Tras Billy Elliot Las horas o El lector, Stephen Daldry se convirtió en uno de los directores europeos con más proyección; sin embargo, Tan fuerte, tan cerca supuso una relativa caída de esa impresión. Tres años después, regresa a una producción británica aunque de aspecto internacional, Trash, ladrones de esperanzas, una película de claras y en principio buenas intenciones pero con elementos muy extraños que hacen de ella una obra desigual.

 

Basada en la novela de Andy Mulligan, adaptada por Richard Curtis, Trash, ladrones de esperanzas aspira en muchos sentidos a ser el Slumdog Millonaire brasileño. La fotografía, por ejemplo, resulta clarificadora a este respecto, acercándose a la miseria del paisaje, tanto físico como humano, pero mediante un tratamiento lumínico de colores llamativos que desvirtúa en gran medida la grisura del contexto pero que enfatiza, más si cabe, ese aspecto. Hay algo irreal en las imágenes de Trash, ladrones de esperanza, sobre todo porque aspira, en un primer momento, a ser un docudrama, es decir, una ficción con aspecto documental a través del cual introducirse en una realidad mediante un relato ficcional. Sin embargo, lo que acaba siendo es un híbrido, muy en la línea de la película de Danny Boyle, cercano al dramedia con toques de aventura y de thriller, es decir, una película de naturaleza dramática pero con no pocos elementos cómicos, sobre todo en lo referido a las relaciones de los tres jóvenes protagonistas, quienes se enfrentan a un poder descomunal al que acaban venciendo.

 

 

 

 

 

 

 

 

Lo mejor de Trash, ladrones de esperanzas se encuentra en sus márgenes, es decir, en aquello que vemos alrededor de los personajes y de la trama ya sea por casualidad o porque sus responsables se han decidido a mostrarlo. Así, todo el paisaje que rodea a la acción se convierte en un magnífico retrato paisajístico de un país lleno de contrastes. Sin embargo, todo esto queda algo desdibujado debido a una narración errática, demasiado larga en muchos momentos, que si bien está bien orquestada en su ritmo narrativo por Daldry, no consigue cuajar convenientemente el entramado narrativo que propone, con auténticos pegotes que podrían haber sido fácilmente suprimidos del montaje final, pero que presentimos obedecen a cuestiones de producción (tanto del dinero de las diferentes productoras como de marcas anunciantes…).
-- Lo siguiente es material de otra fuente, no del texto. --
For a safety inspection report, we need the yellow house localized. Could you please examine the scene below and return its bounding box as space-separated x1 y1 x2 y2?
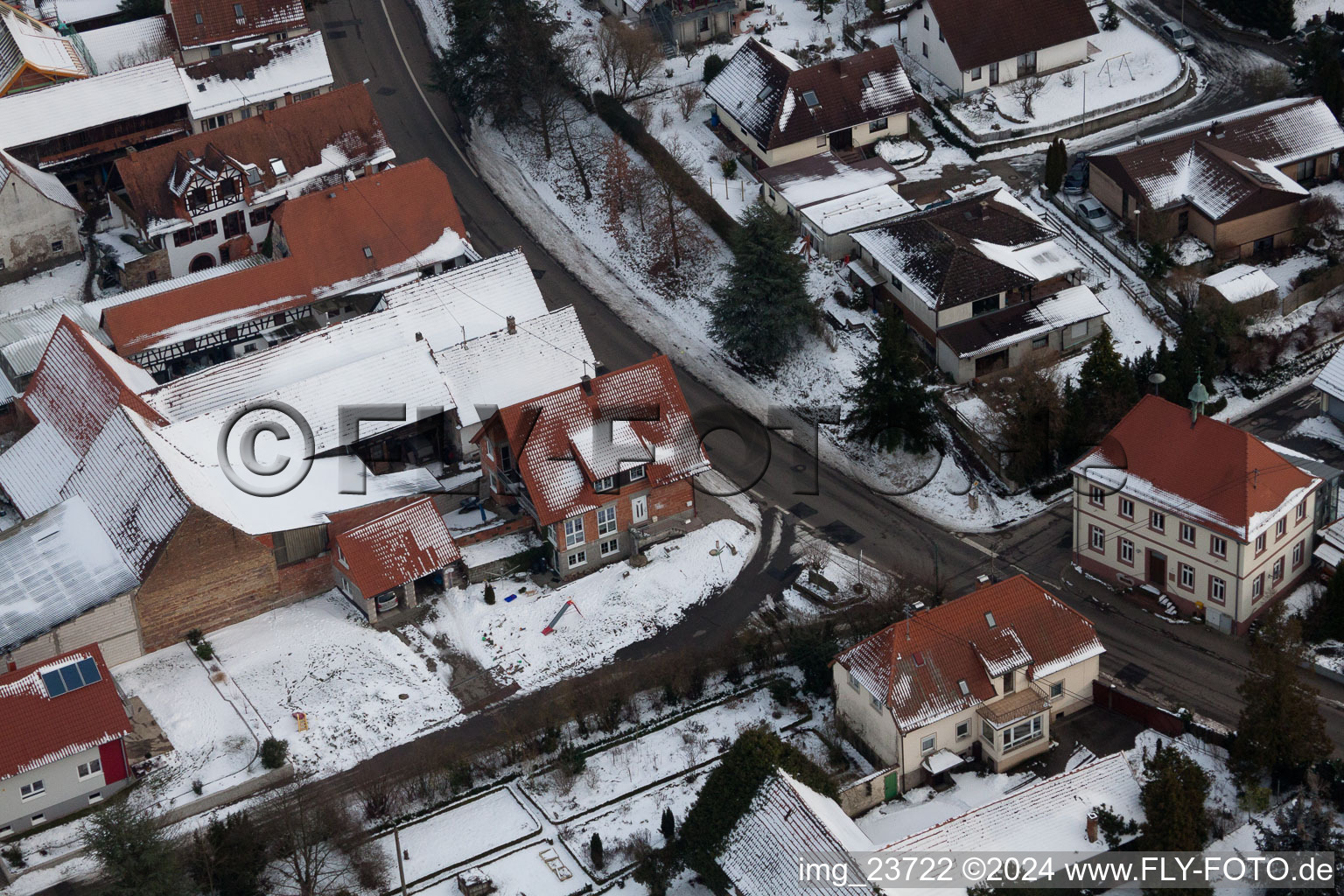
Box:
705 38 917 166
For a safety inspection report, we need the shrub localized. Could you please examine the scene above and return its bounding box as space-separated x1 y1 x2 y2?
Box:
261 738 289 768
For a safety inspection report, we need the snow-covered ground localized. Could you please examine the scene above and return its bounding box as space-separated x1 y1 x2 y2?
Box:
941 7 1181 137
419 520 757 690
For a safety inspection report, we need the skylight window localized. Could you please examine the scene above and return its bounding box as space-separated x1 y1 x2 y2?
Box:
42 660 102 697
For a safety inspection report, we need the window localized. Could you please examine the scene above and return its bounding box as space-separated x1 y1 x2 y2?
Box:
564 516 584 548
1208 575 1227 603
1004 716 1041 750
970 296 998 317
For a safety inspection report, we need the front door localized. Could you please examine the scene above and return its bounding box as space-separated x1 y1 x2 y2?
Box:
1148 550 1166 592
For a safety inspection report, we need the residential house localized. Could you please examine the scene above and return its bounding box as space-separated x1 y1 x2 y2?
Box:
0 3 93 97
476 354 710 577
181 32 332 133
0 60 191 193
0 645 130 836
0 149 85 284
110 83 396 282
326 496 462 622
1070 395 1321 634
905 0 1098 95
102 158 480 379
832 575 1105 790
705 38 918 166
850 189 1106 383
760 151 914 258
164 0 312 66
1088 97 1344 259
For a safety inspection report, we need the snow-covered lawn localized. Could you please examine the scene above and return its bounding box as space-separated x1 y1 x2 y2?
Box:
199 592 459 773
374 788 542 883
941 7 1181 137
419 520 757 690
523 688 797 821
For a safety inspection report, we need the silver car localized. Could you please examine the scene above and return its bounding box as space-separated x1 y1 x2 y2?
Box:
1076 196 1116 233
1161 22 1195 52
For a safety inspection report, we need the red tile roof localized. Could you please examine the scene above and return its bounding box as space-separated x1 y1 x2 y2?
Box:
835 575 1103 732
20 316 165 457
0 645 130 779
172 0 308 48
1073 395 1319 542
102 158 466 356
328 497 462 598
476 354 710 525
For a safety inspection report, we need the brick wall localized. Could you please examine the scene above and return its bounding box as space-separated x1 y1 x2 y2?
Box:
136 508 289 652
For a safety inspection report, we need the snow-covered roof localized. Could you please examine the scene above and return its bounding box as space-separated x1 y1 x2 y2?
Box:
434 304 597 426
0 497 140 653
836 575 1103 733
718 770 873 896
883 752 1144 861
801 186 915 236
1204 264 1278 304
0 150 83 216
0 643 130 779
1071 395 1321 542
181 32 333 120
0 60 191 148
0 422 80 517
80 16 173 75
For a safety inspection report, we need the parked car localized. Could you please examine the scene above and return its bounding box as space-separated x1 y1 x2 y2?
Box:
1065 153 1091 196
1161 22 1195 52
1076 196 1116 234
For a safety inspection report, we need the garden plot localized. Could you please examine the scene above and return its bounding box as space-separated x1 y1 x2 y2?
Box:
523 688 797 821
419 520 757 690
951 7 1181 138
374 790 542 883
201 592 459 773
113 643 265 808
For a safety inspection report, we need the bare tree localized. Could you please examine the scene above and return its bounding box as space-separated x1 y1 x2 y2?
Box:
1008 75 1046 118
676 83 704 121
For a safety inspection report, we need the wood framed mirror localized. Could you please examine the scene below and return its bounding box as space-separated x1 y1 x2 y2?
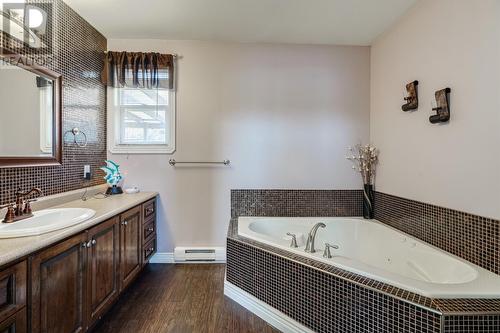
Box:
0 49 62 168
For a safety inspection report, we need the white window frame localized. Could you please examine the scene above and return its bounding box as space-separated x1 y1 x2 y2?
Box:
106 87 177 154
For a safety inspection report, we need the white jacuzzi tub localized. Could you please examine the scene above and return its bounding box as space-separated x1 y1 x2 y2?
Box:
238 217 500 298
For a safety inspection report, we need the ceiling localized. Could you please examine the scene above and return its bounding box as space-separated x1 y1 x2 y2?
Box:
65 0 417 45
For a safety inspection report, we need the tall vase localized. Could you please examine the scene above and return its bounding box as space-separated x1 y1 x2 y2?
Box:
363 184 374 219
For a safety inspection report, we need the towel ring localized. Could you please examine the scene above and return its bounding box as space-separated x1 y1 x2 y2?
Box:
64 127 88 148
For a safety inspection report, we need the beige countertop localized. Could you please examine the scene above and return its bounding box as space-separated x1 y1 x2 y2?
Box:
0 192 158 266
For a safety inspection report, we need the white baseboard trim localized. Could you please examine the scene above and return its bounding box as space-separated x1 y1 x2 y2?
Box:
224 280 314 333
149 252 226 264
149 252 175 264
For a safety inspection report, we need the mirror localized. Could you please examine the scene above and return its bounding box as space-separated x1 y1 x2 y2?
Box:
0 50 61 167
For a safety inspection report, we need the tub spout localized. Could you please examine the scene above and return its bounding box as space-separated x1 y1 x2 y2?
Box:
305 222 326 253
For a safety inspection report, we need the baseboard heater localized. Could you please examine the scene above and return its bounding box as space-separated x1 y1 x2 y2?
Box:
174 246 226 262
La jovialidad y el dinamismo de la historia, enfocado al thriller, no está exenta tanto de comicidad como de drama. Lo primero por la relación de los tres jóvenes –cada uno representa un tipo de personaje- y lo segundo por la situación global en la que se mueven.

 

 

 

 

 

El contraste del país queda muy representando, como decíamos, mediante aquello que vemos en los márgenes, pero la visión de Daldry-Curtis tiende hacia un buenismo y posee una mirada demasiado condescendiente que se hace más evidente, e irritante, según avanza la acción hasta llegar a un final que no solo resulta discutible, sino que posee algo nocivo por su simplicidad y por el mensaje que transmite. Entonces, se entiende que, en efecto, no estábamos ante un docudrama, ni ante un drama, si no ante una amable comedia de aventuras juveniles en la que el contexto miserable y la corrupción estatal que se enriquece frente a las miserias de la población es, en realidad, un paisaje como bien podría ser otro.